M. St-Pierre a cité les récentes statistiques de la Fédération canadienne de l'entreprise indépendante, selon lesquelles jusqu'à 70 % des entreprises interrogées n'ont aucun plan pour assurer leur relève.

«Il n'est pas trop tard pour agir.»

L'Outaouais compte 13 clubs de jeunes entrepreneurs dans plusieurs domaines, que ce soit les affaires, l'informatique, la mécanique, la coiffure etc. L'objectif de l'ACEE, qui a été fondée en 1991, est d'encourager la création d'autres clubs et d'aider à tisser des liens entre ces clubs et les gens d'affaires locaux. Il existe actuellement quelque 160 clubs de jeunes entrepreneurs au Québec.

La conférence de presse d'hier s'est déroulée chez Matelas Lapensée de Gatineau, une entreprise familiale fondée en 1902. L'actuel propriétaire, Michel Lapensée, n'a pas hésité à se joindre à la campagne de l'ACEE.

«On vit chez nous le passage à la quatrième génération.
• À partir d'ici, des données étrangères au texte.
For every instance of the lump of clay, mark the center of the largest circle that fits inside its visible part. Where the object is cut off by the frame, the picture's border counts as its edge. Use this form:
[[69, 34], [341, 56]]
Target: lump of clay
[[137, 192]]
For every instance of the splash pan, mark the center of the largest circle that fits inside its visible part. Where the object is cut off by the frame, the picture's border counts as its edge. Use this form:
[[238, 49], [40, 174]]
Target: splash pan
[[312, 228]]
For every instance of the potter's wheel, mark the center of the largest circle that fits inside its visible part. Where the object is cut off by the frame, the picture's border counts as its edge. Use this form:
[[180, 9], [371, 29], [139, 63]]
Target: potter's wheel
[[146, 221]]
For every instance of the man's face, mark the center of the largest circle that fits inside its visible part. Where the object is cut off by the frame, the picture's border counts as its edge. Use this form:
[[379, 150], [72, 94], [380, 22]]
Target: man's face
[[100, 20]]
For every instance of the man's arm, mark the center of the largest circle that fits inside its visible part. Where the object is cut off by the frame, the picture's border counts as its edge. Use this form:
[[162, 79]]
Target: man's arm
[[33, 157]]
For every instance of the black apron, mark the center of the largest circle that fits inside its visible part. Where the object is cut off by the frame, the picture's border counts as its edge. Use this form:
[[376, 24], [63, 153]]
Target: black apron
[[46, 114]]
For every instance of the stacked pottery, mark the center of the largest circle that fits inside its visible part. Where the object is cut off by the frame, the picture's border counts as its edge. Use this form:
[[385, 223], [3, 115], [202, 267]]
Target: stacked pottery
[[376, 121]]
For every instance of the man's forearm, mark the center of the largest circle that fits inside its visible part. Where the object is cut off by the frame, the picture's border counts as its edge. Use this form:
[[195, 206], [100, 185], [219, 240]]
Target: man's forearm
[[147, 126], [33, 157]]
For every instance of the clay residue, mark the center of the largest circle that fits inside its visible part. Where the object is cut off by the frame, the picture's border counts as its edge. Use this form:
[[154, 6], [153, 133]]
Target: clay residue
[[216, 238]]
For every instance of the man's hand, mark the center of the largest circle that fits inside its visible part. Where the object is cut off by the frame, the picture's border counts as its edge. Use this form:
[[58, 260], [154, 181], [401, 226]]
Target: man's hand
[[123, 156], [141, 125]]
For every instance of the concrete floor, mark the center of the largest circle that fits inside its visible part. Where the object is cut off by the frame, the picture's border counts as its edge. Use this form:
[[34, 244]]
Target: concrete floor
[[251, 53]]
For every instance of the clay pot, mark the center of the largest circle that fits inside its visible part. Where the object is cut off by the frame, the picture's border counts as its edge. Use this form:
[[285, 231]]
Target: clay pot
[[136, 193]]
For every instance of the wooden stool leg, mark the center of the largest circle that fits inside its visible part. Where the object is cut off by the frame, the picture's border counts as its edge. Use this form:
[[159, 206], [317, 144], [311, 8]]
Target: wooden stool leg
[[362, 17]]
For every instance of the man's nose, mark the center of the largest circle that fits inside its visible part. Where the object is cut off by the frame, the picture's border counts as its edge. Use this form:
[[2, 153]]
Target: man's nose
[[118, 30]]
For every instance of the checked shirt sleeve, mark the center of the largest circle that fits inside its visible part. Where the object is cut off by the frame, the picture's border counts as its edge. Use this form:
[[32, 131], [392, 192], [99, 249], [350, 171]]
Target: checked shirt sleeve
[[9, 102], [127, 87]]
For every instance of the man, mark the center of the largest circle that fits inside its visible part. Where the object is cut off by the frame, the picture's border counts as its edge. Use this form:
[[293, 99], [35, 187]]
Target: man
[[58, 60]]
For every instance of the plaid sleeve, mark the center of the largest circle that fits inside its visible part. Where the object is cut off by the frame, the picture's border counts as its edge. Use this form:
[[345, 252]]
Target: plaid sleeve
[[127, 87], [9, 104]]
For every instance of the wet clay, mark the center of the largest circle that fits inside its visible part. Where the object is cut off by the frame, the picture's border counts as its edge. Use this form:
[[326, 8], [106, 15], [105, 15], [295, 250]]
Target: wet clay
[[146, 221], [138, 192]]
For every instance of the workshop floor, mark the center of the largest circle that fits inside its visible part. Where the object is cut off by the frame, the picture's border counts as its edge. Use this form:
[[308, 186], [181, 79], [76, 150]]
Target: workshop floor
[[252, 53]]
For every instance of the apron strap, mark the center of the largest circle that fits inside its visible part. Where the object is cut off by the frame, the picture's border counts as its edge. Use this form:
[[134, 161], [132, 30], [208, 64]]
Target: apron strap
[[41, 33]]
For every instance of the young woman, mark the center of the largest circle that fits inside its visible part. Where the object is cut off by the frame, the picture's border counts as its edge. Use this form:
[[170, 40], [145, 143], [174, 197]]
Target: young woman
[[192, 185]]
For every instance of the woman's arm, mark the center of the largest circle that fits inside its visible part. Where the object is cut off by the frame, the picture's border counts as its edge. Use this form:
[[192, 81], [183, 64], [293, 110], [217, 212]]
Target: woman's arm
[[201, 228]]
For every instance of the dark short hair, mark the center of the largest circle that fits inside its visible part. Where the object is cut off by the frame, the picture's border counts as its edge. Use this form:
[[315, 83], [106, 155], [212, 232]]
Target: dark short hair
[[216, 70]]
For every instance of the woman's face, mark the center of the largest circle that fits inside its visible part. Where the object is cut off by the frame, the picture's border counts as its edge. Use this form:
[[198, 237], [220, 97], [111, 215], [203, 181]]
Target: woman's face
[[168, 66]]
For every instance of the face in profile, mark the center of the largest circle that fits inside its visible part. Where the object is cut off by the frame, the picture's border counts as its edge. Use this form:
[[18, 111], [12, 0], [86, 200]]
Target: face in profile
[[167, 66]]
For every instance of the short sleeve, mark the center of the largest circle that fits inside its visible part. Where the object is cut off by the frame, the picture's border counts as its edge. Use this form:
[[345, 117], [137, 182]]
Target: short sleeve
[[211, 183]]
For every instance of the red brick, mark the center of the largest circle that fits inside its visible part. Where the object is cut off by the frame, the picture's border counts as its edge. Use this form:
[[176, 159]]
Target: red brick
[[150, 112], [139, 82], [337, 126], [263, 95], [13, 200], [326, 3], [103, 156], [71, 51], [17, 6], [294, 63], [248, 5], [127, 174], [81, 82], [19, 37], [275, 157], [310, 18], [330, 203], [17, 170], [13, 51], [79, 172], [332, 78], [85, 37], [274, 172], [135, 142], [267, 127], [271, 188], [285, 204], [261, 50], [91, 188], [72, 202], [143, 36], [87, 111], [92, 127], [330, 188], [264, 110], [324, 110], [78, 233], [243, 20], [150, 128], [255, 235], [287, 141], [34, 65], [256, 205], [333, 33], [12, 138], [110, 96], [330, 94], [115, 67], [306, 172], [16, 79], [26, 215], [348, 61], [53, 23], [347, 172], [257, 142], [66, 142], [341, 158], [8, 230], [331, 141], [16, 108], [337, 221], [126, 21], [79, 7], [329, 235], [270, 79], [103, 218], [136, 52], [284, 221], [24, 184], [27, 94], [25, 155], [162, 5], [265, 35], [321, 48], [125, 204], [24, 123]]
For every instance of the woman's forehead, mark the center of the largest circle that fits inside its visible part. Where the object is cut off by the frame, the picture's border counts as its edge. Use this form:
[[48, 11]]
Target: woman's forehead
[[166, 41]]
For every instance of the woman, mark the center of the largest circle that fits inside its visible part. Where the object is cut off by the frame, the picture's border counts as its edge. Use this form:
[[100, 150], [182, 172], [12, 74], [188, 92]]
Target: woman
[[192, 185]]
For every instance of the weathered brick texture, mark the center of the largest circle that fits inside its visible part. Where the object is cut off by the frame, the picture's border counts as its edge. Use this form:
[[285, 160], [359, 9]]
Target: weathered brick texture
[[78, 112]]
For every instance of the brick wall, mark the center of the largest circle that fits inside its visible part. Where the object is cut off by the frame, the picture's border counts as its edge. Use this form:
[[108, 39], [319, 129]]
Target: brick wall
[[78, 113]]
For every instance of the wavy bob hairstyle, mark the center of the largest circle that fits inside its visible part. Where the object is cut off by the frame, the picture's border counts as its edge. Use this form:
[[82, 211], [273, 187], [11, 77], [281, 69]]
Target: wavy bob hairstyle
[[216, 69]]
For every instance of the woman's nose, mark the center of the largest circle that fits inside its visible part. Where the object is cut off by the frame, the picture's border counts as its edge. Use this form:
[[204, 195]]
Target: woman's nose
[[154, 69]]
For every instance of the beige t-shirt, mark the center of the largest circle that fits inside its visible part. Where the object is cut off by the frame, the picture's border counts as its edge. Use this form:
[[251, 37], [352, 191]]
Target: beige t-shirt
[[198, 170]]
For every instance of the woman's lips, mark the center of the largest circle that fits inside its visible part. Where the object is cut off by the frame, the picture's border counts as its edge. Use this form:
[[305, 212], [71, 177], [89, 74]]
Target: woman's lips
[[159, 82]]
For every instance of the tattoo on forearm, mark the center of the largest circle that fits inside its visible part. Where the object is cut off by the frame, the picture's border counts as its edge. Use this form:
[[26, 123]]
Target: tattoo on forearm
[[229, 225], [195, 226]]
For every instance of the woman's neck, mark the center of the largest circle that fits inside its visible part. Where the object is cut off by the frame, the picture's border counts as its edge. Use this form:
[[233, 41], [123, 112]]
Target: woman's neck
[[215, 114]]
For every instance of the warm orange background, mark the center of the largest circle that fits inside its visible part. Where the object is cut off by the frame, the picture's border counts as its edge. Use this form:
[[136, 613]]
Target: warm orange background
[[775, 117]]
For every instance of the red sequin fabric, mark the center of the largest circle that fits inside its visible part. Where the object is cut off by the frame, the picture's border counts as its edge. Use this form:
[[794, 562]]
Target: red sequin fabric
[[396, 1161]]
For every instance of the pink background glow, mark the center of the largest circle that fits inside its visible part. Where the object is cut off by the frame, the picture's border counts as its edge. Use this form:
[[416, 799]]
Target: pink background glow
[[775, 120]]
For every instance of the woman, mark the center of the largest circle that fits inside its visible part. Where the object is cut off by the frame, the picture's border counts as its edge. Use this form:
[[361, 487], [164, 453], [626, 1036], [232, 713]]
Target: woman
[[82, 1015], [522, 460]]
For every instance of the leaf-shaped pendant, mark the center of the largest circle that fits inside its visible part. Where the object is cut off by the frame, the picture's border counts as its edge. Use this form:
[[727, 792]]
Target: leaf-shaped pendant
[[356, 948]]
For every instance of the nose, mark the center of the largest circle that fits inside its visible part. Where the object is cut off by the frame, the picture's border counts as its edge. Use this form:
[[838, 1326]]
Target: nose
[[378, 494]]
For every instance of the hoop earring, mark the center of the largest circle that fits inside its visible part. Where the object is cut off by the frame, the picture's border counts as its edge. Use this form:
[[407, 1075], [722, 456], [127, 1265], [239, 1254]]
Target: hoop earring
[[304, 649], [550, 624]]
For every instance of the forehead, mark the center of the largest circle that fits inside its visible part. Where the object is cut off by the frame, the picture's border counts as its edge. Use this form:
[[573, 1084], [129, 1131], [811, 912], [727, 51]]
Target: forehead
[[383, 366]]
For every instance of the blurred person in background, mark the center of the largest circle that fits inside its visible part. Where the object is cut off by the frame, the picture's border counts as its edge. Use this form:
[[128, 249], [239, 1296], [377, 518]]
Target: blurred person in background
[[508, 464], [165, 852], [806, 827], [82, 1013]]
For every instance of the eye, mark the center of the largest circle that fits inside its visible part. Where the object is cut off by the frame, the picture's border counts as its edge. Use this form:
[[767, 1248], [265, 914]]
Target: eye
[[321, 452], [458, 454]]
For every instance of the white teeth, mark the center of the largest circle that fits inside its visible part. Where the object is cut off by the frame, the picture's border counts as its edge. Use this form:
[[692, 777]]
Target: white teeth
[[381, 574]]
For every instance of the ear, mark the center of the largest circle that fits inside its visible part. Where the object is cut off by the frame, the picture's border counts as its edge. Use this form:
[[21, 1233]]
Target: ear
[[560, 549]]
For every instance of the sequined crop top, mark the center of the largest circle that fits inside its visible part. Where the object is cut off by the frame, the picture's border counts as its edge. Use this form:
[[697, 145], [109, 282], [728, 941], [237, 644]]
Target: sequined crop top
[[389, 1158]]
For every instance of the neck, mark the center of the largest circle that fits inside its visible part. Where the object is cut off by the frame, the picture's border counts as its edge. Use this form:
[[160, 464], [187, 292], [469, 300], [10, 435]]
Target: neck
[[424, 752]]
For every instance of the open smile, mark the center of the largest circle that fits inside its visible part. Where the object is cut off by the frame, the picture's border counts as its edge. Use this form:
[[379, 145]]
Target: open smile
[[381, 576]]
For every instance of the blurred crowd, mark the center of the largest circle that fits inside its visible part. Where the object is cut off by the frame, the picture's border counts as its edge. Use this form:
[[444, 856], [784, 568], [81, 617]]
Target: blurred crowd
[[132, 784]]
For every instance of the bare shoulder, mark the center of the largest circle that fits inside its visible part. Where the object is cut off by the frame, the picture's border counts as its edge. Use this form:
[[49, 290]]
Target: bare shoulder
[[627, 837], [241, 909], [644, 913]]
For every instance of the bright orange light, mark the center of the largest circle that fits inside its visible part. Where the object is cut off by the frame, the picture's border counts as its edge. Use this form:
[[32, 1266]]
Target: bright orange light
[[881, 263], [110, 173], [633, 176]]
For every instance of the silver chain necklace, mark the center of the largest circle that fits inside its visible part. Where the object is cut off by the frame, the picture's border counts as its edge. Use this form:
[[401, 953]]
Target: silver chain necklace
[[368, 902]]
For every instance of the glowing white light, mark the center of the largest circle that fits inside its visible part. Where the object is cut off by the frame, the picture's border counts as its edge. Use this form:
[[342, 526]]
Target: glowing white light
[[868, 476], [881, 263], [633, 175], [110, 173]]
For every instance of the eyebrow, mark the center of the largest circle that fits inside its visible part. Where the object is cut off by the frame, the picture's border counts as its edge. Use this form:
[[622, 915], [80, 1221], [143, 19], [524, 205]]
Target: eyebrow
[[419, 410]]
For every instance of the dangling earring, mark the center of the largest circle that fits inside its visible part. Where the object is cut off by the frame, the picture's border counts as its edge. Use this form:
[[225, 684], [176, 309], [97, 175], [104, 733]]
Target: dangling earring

Je suis donc très conscient de l'importance de la relève en affaires.»

François Doucet, président de Société-Conseil Amergo Inc., une entreprise de consultants à Gatineau, a fait partie d'un club d'entrepreneurs étudiants dans sa jeunesse, une expérience qui lui a permis de valider ses projets d'avenir.

«Sans ces clubs, beaucoup de jeunes entrepreneurs sur les bancs d'école n'auraient pas éventuellement pignon sur rue», a dit M. Doucet.